One relatively untapped source that comes to mind is the health insurance industry. Health insurers already account for a small portion of the money invested in biotech, but to a large extent life science innovation and health insurance—which ought to be close bedfellows—are presently strangers.

In an IPO-free finance environment, many biotech companies (and their investors) view acquisition by pharmaceutical companies as a viable exit route. Indeed, the biotech-pharma link is so strong that the business plans of many biotech companies read as if they are pharmaceutical service units from the outset. And yet big pharma in truth has only one driver—revenue from drugs sales. Because its business depends on income from a relatively limited set of therapeutic approaches, for pharma, novelty can be as much a threat as an opportunity. Thus, the spate of acquisition that will characterize the financial crisis will likely represent not the advancement of 'innovation-for-healthcare-in-general' but rather the capture of 'innovation-for-pharma-company-X'.

In contrast, the overall aims of health insurers and biotech firms are aligned at a much more fundamental level—both thrive on health innovations that push healthcare to be patient centered, predictive and preventative. Insurers collect premiums from their clients and regrettably have to spend money if the clients get ill. Health insurers are perforce buyers of healthcare solutions that save money. They buy therapeutics solutions that convert money-draining patients back into premium-paying clients. They buy diagnostic solutions that catch illness early and save payments for years of treatment for avoidable complications. They have a clear appreciation of the value of innovations that address specific health costs.

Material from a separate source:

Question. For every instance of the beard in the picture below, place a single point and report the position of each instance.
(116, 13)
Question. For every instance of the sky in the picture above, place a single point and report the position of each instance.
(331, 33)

And the synergy goes further. Insurance companies have a great deal of highly reliable information on the incidence and severity of disease and on the cost of treating it. This information could orient the research efforts of small biotechs that might otherwise flounder in identifying the ideal market niche towards which to develop their technology.

Of course, in the current climate where fear trumps logic, the likelihood of this alignment between the health insurance and biotech spheres seems remote. But perhaps there are some insurers who have the boldness and vision to back innovative biotech solutions, with a view to ultimately driving down their costs and boosting their profits. All of which would provide not only a convenient solution for cash-starved biotech, but also a much more directed way to advance predictive and preventative healthcare.